Category: Data

  • Data Classification

    Data Classification

    Data classification involves defining and categorizing information based on its type, sensitivity, and value to the organization. This process allows for more effective management, protection, and utilization of data. By identifying data as confidential, sensitive, internal, or public, organizations can implement appropriate security controls, access restrictions, and handling procedures to safeguard confidentiality, integrity, and availability.

    Furthermore, classification enhances operational efficiency by making it easier for authorized users to locate and access information while ensuring compliance with regulatory requirements and internal policies. Organizations typically create their own classification models and categories to align with their business objectives, regulatory obligations, and risk tolerance. This enables them to prioritize resources and protect their most critical or valuable information.
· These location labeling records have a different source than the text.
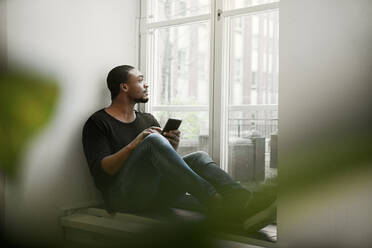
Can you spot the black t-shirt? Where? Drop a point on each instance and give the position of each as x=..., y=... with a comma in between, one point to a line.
x=104, y=135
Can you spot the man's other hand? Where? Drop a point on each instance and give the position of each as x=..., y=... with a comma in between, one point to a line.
x=173, y=137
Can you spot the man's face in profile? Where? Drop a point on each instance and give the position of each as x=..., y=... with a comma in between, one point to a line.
x=137, y=87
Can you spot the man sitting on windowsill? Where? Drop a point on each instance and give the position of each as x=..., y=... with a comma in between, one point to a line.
x=137, y=168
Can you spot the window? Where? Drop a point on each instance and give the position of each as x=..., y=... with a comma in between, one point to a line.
x=218, y=73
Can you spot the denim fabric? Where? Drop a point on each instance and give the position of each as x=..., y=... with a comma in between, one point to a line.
x=155, y=176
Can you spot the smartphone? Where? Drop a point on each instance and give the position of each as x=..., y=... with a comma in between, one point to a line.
x=172, y=124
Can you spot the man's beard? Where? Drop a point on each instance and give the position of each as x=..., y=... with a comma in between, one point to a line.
x=141, y=100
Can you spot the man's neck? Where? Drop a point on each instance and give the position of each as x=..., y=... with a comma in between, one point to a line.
x=121, y=111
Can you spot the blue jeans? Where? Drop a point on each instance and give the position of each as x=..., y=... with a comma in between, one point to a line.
x=155, y=176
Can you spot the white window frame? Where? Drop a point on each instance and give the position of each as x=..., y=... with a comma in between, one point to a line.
x=218, y=107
    Content-Based Classification

    This approach examines the actual content of files (payload) to determine sensitivity, often identifying patterns such as credit card numbers or PII (personally identifiable information).

    • Techniques: Uses automated scanning, pattern matching, algorithms, or machine learning to scan text.
    • Pros: Highly accurate because it analyzes data content directly.
    • Cons: Can be resource-intensive.

    Context-Based Classification

    This approach analyzes the surrounding circumstances (the metadata) rather than the data itself to infer sensitivity.

    • Techniques: Evaluates application (e.g., Salesforce, Jira), location (e.g., specific file paths), creator, or time of creation.
    • Pros: Fast and efficient, often used in DLP (Data Loss Prevention) tools.
    • Cons: May miss sensitive data if the context is deceptive.

    User-Based Classification

    This approach relies on human judgment, where creators or users manually select a classification label for a file at creation or modification.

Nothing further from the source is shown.